The striking innovation and clinical success of immune checkpoint inhibitors (ICIs) have undoubtedly contributed to a breakthrough in cancer immunotherapy. Generally, ICIs produced in mammalian cells requires high investment, production costs, and involves time consuming procedures. Recently, the plants are considered as an emerging protein production platform due to its cost-effectiveness and rapidity for the production of recombinant biopharmaceuticals. This study explored the potential of plant-based system to produce an anti-human PD-1 monoclonal antibody (mAb), Pembrolizumab, in Nicotiana benthamiana.
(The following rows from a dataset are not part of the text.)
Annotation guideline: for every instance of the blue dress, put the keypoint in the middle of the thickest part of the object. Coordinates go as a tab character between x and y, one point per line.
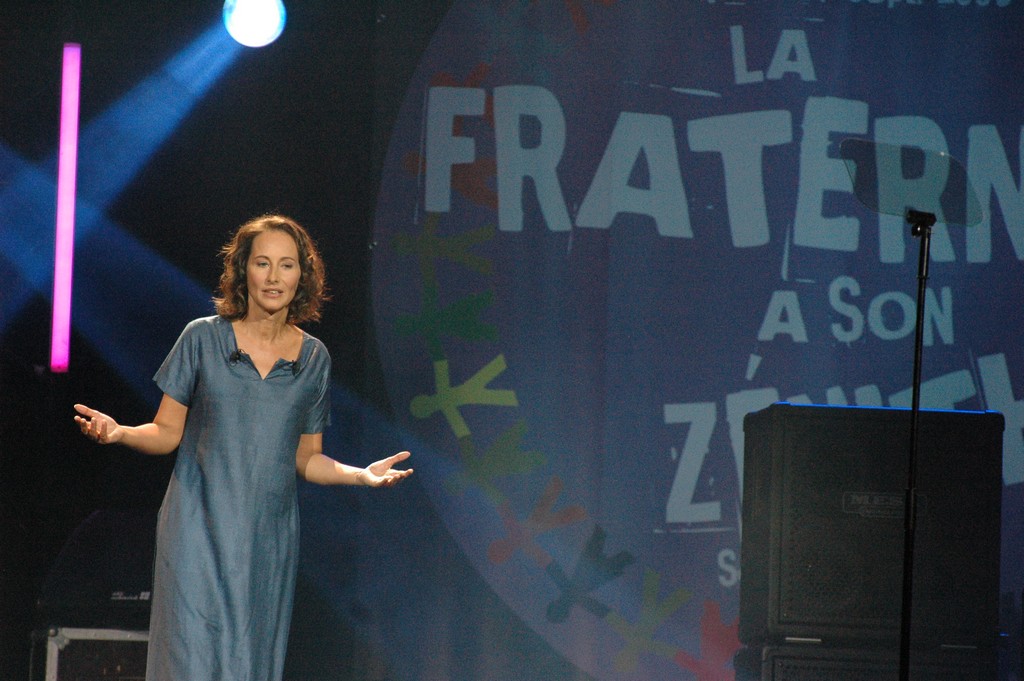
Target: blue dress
228	527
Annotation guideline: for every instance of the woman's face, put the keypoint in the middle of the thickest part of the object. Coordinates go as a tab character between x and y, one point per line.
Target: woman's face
272	273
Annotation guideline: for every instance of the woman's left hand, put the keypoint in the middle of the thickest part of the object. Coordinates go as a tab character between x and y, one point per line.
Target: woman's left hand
381	473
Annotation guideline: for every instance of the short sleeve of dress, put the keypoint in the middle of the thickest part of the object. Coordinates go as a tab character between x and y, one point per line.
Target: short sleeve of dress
176	377
318	416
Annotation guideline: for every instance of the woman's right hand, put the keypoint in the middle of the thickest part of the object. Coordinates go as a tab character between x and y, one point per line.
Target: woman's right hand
97	426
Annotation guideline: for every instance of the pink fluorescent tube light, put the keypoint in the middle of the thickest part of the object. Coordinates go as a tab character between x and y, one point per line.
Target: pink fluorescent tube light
64	254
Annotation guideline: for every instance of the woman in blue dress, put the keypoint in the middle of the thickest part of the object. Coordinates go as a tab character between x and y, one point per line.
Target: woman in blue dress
246	400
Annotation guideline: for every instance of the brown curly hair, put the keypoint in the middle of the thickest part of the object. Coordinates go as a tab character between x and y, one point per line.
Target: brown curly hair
232	303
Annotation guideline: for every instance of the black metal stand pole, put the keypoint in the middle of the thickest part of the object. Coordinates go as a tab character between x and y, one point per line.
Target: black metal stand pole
922	228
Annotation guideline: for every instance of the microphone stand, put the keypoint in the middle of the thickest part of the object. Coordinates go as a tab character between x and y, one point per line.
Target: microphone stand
921	226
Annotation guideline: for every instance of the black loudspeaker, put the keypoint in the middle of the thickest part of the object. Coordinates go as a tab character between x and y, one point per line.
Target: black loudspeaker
796	663
822	537
102	577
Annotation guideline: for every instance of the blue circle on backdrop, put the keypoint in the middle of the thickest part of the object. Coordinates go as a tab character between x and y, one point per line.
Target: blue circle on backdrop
582	387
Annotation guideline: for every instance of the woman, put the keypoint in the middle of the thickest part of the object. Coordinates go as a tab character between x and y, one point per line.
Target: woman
246	400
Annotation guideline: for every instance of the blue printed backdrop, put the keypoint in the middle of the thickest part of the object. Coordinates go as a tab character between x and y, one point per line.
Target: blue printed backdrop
608	230
603	231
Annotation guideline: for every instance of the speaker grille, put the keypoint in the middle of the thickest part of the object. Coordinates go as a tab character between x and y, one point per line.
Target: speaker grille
822	544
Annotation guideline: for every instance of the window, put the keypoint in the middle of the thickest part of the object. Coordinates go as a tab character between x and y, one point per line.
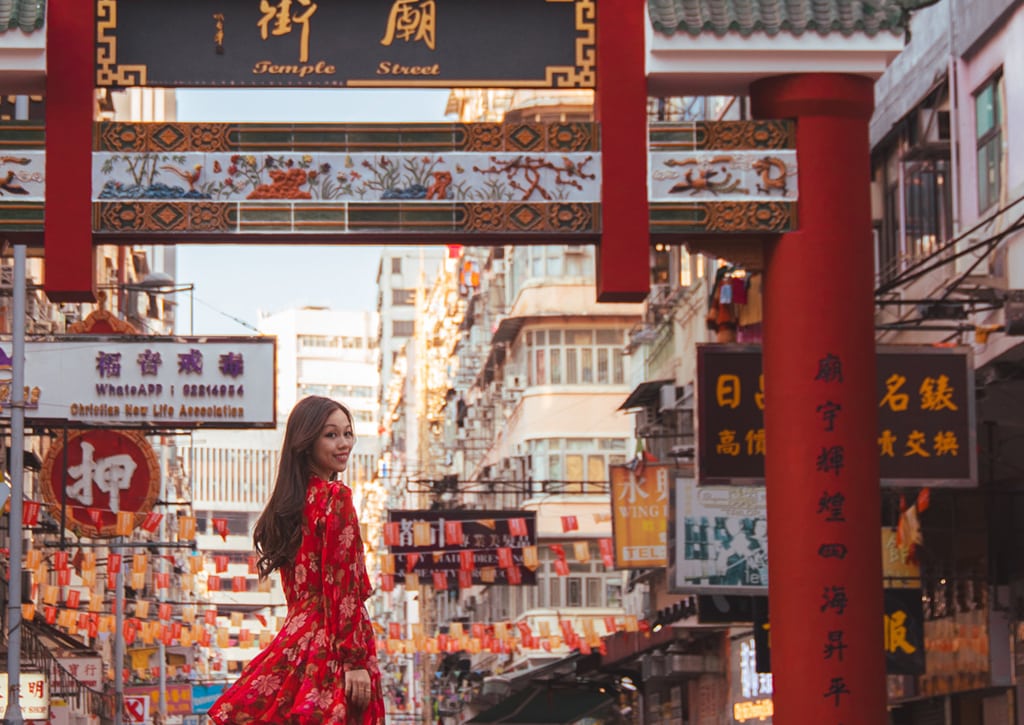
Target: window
988	119
402	297
402	328
576	356
574	465
587	584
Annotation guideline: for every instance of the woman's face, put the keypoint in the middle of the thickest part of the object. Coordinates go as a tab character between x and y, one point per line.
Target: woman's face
331	450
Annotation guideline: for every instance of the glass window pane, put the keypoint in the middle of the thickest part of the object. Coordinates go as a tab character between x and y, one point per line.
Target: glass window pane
574	594
554	590
602	366
587	366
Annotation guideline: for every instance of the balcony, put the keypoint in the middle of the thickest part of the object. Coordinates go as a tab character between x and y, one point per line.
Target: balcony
23	47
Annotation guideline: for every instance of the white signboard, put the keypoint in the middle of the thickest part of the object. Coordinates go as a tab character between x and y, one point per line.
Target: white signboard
34	697
720	542
88	671
156	382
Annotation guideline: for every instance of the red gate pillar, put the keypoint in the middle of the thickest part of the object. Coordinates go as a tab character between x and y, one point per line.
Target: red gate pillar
70	100
621	108
821	472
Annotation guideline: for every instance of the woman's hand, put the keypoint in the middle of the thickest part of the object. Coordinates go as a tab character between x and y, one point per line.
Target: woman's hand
357	688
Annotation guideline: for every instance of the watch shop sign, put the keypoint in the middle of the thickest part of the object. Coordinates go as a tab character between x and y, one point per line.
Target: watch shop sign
147	382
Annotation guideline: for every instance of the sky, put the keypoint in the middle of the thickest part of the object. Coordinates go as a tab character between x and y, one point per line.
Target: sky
232	283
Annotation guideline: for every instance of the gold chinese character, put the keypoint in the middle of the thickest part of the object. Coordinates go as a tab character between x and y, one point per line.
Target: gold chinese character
887	442
896	633
946	443
756	441
914	444
283	18
895	400
936	394
727	391
412	19
727	444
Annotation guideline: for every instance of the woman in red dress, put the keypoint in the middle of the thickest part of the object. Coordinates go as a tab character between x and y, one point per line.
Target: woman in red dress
322	667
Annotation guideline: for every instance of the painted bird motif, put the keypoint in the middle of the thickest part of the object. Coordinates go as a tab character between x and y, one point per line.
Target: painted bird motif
10	186
190	177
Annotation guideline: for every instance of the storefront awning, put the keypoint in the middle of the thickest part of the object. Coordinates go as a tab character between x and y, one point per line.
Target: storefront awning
543	706
645	393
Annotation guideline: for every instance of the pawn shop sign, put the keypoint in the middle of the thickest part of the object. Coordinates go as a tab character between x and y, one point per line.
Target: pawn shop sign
108	472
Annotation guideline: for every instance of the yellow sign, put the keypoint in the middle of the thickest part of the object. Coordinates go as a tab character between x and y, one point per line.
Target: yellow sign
640	515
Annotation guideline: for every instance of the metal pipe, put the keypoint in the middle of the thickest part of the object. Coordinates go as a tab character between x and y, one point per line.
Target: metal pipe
16	462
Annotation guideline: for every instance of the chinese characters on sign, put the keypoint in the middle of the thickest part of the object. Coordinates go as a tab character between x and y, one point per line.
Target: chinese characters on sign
109	472
721	540
541	43
160	382
640	515
479	547
926	413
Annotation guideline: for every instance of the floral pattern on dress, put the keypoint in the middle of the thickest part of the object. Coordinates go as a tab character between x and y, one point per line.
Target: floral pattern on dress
299	679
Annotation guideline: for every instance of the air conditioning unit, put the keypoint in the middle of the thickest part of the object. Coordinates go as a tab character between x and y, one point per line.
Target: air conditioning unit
933	127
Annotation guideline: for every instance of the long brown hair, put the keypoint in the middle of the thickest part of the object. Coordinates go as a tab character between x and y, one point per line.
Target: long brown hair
279	529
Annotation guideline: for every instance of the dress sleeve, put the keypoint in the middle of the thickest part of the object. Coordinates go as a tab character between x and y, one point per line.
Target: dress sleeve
346	585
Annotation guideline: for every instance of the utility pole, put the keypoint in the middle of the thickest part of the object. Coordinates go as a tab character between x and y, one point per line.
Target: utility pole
13	715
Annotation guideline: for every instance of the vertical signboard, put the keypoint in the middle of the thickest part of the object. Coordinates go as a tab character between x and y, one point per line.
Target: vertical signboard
640	515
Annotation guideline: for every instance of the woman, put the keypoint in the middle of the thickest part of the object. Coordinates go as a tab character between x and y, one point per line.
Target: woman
322	667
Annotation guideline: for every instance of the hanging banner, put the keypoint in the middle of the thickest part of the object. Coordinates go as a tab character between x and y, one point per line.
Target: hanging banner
323	43
640	514
926	415
109	472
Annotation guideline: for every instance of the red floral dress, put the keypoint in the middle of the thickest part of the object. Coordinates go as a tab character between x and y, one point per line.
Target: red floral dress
299	679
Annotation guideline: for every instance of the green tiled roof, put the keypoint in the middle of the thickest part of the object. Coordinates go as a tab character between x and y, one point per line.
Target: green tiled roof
22	14
775	16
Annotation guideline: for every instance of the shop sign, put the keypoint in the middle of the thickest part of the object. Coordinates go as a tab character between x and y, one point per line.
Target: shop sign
181	382
926	416
34	697
205	695
720	540
397	43
88	671
485	547
108	472
640	515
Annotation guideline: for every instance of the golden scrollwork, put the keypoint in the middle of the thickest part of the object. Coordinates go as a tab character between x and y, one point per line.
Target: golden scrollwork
108	71
584	74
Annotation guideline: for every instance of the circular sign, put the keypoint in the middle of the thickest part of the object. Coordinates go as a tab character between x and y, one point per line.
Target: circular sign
109	471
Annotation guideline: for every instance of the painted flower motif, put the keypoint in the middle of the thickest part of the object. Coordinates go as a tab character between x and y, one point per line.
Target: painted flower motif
296	623
266	684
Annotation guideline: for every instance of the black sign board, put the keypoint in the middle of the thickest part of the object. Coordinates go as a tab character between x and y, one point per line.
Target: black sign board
329	43
926	415
904	633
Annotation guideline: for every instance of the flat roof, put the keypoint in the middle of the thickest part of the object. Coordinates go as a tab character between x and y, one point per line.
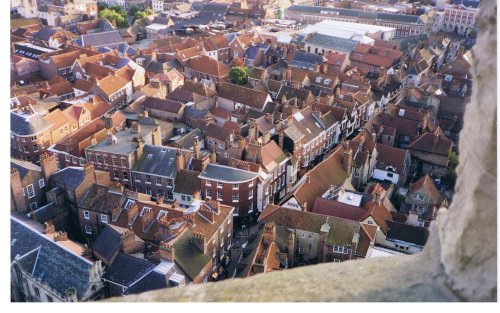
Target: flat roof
156	26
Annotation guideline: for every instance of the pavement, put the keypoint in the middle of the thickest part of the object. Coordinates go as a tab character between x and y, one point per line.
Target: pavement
240	237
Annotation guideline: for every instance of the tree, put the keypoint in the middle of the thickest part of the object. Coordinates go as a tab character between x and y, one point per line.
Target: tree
101	6
119	9
112	15
239	75
142	14
452	160
134	9
450	177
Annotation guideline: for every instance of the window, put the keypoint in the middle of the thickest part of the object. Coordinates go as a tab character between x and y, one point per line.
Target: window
31	191
37	292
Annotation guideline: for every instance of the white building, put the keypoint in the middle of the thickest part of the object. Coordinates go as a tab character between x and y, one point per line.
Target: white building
457	18
353	31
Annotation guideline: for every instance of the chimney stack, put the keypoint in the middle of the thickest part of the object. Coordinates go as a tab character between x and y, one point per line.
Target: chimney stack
48	228
48	164
132	213
180	161
197	148
347	160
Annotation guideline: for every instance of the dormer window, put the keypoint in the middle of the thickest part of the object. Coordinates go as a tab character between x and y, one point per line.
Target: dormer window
145	210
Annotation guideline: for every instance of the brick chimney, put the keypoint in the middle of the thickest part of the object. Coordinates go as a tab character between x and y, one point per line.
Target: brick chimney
135	127
48	164
48	228
180	161
269	232
167	251
197	148
291	249
16	187
128	240
207	213
88	170
115	211
347	160
213	157
325	229
60	236
146	219
132	213
199	240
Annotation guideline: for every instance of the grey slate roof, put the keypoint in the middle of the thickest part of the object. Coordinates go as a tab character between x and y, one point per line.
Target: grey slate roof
193	112
187	141
45	33
332	42
358	13
48	261
157	278
108	243
23	167
26	125
158	161
127	269
306	59
407	233
101	199
48	212
71	177
109	39
226	174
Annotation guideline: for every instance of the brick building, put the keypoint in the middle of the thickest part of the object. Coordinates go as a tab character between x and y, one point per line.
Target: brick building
30	136
231	186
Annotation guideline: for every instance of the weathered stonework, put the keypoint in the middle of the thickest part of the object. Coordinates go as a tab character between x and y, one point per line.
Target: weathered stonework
457	264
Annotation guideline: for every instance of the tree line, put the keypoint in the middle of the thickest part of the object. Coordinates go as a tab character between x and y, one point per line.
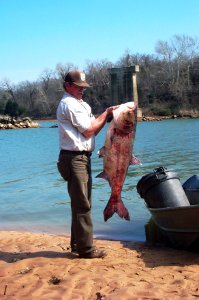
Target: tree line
168	82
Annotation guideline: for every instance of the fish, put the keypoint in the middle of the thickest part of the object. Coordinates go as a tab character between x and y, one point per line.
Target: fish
117	156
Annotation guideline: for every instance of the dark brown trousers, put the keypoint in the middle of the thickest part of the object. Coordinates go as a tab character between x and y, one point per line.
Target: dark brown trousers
75	168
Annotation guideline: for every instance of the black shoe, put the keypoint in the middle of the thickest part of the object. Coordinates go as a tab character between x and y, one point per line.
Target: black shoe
73	249
94	254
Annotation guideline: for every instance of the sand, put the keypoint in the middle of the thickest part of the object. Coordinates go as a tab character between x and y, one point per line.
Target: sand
40	266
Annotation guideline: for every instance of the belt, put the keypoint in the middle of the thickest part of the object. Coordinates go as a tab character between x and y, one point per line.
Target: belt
87	153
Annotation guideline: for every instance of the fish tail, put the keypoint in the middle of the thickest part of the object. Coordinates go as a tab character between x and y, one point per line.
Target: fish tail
115	206
103	175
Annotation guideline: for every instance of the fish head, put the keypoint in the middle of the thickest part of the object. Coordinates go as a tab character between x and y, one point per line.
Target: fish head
125	117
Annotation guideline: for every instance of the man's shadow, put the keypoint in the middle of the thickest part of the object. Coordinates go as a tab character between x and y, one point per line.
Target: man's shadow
11	257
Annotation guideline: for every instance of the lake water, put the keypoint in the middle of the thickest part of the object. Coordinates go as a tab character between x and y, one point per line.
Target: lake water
33	197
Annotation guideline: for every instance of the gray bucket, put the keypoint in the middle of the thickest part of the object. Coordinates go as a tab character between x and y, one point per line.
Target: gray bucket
162	188
191	188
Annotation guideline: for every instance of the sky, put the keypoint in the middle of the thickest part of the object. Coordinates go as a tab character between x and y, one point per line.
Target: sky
36	35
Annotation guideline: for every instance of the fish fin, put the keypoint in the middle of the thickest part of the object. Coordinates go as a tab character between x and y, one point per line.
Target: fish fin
101	152
102	175
135	161
115	206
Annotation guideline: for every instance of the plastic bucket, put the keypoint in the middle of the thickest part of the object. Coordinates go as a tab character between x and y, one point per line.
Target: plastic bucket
162	188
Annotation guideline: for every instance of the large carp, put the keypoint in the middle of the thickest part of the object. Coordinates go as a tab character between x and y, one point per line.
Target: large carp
117	156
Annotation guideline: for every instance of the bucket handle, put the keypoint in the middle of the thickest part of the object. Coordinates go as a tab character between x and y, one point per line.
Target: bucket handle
160	173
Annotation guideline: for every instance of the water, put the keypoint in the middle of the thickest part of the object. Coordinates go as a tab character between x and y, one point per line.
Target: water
33	197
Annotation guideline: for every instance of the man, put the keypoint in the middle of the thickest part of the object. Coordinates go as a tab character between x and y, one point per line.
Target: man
77	130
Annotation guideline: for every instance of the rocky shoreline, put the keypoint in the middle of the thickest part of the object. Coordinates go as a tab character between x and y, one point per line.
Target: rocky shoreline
7	122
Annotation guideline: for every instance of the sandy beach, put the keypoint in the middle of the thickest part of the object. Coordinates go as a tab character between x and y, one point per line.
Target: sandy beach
40	266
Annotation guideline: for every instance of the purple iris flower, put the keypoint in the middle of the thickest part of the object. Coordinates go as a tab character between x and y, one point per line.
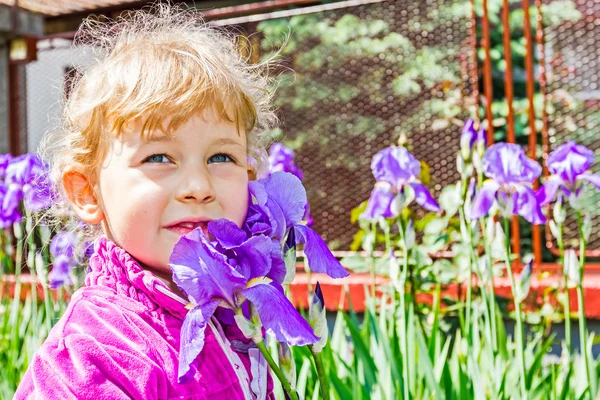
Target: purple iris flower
30	174
569	165
211	279
277	207
281	158
511	174
10	199
471	138
4	161
62	249
395	170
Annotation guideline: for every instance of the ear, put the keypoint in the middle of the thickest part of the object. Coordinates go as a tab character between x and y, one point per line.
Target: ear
82	197
251	173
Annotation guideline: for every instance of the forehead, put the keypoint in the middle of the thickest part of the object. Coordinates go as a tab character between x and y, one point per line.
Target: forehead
203	127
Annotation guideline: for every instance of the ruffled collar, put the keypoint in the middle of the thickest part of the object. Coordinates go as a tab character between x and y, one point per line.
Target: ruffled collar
111	266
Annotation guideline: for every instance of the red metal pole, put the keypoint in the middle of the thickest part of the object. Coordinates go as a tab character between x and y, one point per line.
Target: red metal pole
487	72
508	90
536	236
474	68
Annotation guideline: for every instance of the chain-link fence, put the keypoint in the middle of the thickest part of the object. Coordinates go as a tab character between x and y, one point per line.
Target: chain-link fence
573	71
355	77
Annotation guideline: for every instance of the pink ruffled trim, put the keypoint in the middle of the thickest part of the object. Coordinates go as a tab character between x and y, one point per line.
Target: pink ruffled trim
111	266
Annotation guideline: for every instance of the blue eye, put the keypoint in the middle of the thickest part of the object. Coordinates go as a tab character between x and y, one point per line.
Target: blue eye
157	158
220	158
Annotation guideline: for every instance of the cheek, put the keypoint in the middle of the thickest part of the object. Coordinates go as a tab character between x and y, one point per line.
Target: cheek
234	198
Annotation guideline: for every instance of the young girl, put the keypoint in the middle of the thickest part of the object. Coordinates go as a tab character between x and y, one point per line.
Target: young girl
161	135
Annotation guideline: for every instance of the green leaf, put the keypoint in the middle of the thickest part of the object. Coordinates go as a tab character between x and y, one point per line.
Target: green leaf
362	353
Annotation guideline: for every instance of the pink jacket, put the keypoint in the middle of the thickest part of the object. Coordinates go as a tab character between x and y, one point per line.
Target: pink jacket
119	339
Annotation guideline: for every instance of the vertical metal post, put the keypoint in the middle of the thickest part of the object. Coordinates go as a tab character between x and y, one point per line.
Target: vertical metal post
474	68
536	236
508	91
487	72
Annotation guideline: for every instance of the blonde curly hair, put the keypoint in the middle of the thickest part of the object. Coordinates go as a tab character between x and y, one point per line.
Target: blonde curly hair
161	63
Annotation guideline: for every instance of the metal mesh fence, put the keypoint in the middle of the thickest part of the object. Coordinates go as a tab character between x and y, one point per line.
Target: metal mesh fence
354	76
363	76
573	61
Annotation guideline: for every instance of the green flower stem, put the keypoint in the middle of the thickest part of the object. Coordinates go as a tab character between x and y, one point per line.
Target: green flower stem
519	327
372	258
461	211
275	368
322	374
581	305
492	311
403	276
16	301
32	270
483	284
567	305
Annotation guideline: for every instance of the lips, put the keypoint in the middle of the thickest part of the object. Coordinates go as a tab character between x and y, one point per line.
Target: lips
185	227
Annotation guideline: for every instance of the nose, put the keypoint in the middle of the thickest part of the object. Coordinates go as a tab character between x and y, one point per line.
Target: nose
196	186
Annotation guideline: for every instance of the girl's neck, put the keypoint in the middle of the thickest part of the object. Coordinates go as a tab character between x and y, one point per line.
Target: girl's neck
166	278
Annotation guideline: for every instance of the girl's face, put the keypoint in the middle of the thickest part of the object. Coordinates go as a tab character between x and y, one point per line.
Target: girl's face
153	192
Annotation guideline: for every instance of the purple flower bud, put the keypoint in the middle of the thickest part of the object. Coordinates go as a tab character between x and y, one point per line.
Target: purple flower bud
512	174
569	165
395	169
468	139
30	174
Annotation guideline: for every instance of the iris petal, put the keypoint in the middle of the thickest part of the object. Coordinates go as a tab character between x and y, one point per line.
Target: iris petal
592	178
279	316
396	166
319	257
227	233
484	199
547	192
192	338
201	271
61	271
379	204
424	198
570	160
254	257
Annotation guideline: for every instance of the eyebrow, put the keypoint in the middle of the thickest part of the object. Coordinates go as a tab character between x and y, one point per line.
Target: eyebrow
224	141
161	138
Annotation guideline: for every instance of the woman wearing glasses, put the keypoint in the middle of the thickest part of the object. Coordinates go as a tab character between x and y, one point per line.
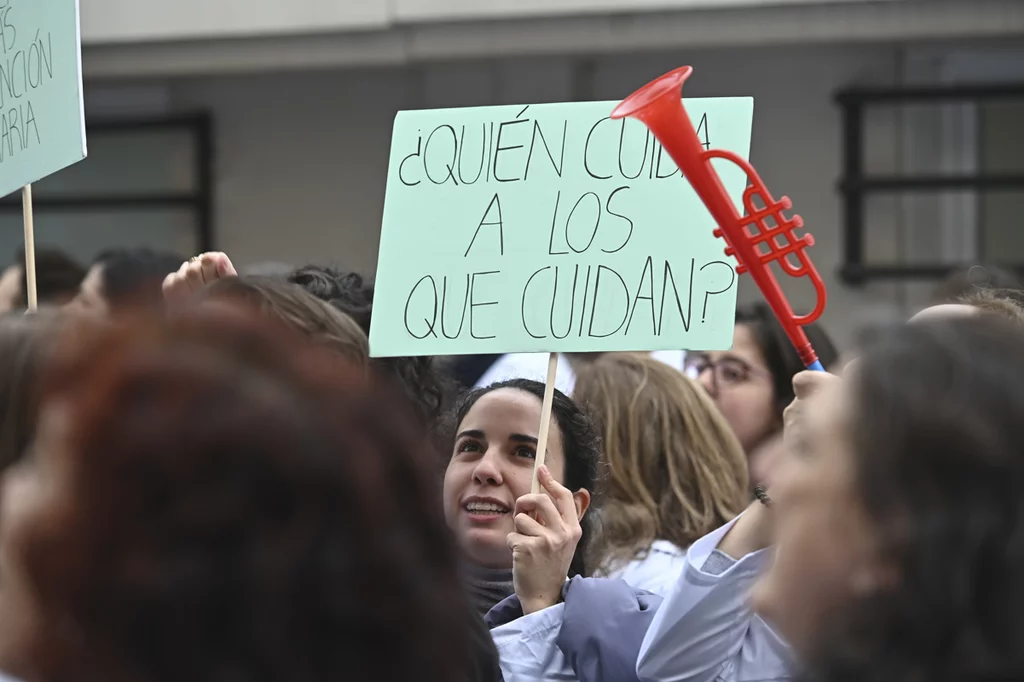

The transient expression of this mAb in wild-type N. benthamiana accumulated up to 344.12 ± 98.23 μg/g fresh leaf weight after 4 days of agroinfiltration. The physicochemical and functional characteristics of plant-produced Pembrolizumab were compared to mammalian cell-produced commercial Pembrolizumab (Keytruda®). Sodium dodecyl sulfate polyacrylamide gel electrophoresis (SDS-PAGE) and western blot analysis results demonstrated that the plant-produced Pembrolizumab has the expected molecular weight and is comparable with the Keytruda®. Structural characterization also confirmed that both antibodies have no protein aggregation and similar secondary and tertiary structures. Furthermore, the plant-produced Pembrolizumab displayed no differences in its binding efficacy to PD-1 protein and inhibitory activity between programmed cell death 1 (PD-1) and programmed cell death ligand 1 (PD-L1) interaction with the Keytruda®. In vitro efficacy for T cell activation demonstrated that the plant-produced Pembrolizumab could induce IL-2 and IFN-γ production. Hence, this proof-of-concept study showed that the plant-production platform can be utilized for the rapid production of functional mAbs for immunotherapy.